President Joe Biden’s nominee to replace Justice Stephen Breyer on the Supreme Court, Judge Ketanji Brown Jackson, defended her use of the term “noncitizens” to describe border crossers and illegal aliens in her legal opinions.

Jackson has made a note in her opinions to employ the term “noncitizen” or “undocumented non-citizens” rather than the terms “alien” or “illegal aliens” that are regularly used in court and in federal statutes.

During her third day of confirmation hearings before the Senate Judiciary Committee, Jackson defended using the terms “noncitizen” and “undocumented non-citizens” when referring to border crossers and illegal aliens.

“Judges are the only branch of government who are required to write our opinions, to explain our decisions,” Jackson said:

And I have long believed in that capacity that our clarity and language matters. We’re explaining the law to people and people read and understand what the law is, what the rule of law is in this country through the opinions of judges. [Emphasis added]

So they do matter, language. [Emphasis added]

U.S. Supreme Court nominee Judge Ketanji Brown Jackson testifies during her confirmation hearing before the Senate Judiciary Committee in the Hart Senate Office Building on Capitol Hill March 23, 2022, in Washington, DC. (Drew Angerer/Getty Images)

Sen.
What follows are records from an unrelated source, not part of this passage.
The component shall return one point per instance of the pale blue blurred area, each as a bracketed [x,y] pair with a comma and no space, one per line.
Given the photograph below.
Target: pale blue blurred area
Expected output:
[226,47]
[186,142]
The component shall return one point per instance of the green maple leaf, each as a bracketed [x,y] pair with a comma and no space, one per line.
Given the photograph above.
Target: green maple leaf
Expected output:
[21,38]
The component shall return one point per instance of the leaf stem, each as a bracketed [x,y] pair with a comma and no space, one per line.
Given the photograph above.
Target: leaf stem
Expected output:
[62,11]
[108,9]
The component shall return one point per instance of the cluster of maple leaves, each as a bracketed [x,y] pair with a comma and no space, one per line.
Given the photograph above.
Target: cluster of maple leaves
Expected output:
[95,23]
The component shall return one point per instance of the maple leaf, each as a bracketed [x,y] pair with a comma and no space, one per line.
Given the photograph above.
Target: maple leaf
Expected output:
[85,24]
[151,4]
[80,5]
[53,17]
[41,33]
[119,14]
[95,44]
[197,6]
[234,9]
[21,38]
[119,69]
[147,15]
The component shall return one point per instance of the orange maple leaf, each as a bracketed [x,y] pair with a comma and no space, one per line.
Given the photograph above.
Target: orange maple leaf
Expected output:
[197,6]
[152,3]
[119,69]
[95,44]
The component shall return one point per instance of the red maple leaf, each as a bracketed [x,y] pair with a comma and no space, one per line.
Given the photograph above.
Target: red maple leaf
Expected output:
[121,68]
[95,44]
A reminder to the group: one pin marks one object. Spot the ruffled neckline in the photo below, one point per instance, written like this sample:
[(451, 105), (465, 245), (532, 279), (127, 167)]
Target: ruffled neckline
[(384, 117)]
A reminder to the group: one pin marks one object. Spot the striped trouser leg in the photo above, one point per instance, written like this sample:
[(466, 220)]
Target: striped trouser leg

Alex Padilla (D-CA) praised Jackson’s use of the terms, claiming that other judges and federal statutes regularly use “dehumanizing” terms when referring to illegal aliens.

“Beyond our often cruel and counterproductive choices when it comes to immigration policy, the language that we use to speak about immigrants can often have dehumanizing effects,” Padilla said. “For example, in the Immigration and Nationality Act, it’s replete with references to ‘aliens’ and court opinions … can be found referring to undocumented persons as ‘illegal aliens.'”

“Let’s be clear, no person is an alien and no human being can be illegal,” Padilla said.

“What stood out to me is that you seemed to try to avoid making the same choice as many of your predecessors and many of your colleagues,” Padilla continued. “When not quoting statute or precedence, your opinions appear not to refer to immigrants as ‘alien’ or ‘illegal.’ Instead, you used terms like ‘undocumented’ and ‘noncitizen.'”

During her second day of hearings, Jackson again referred to illegal aliens as “noncitizens.”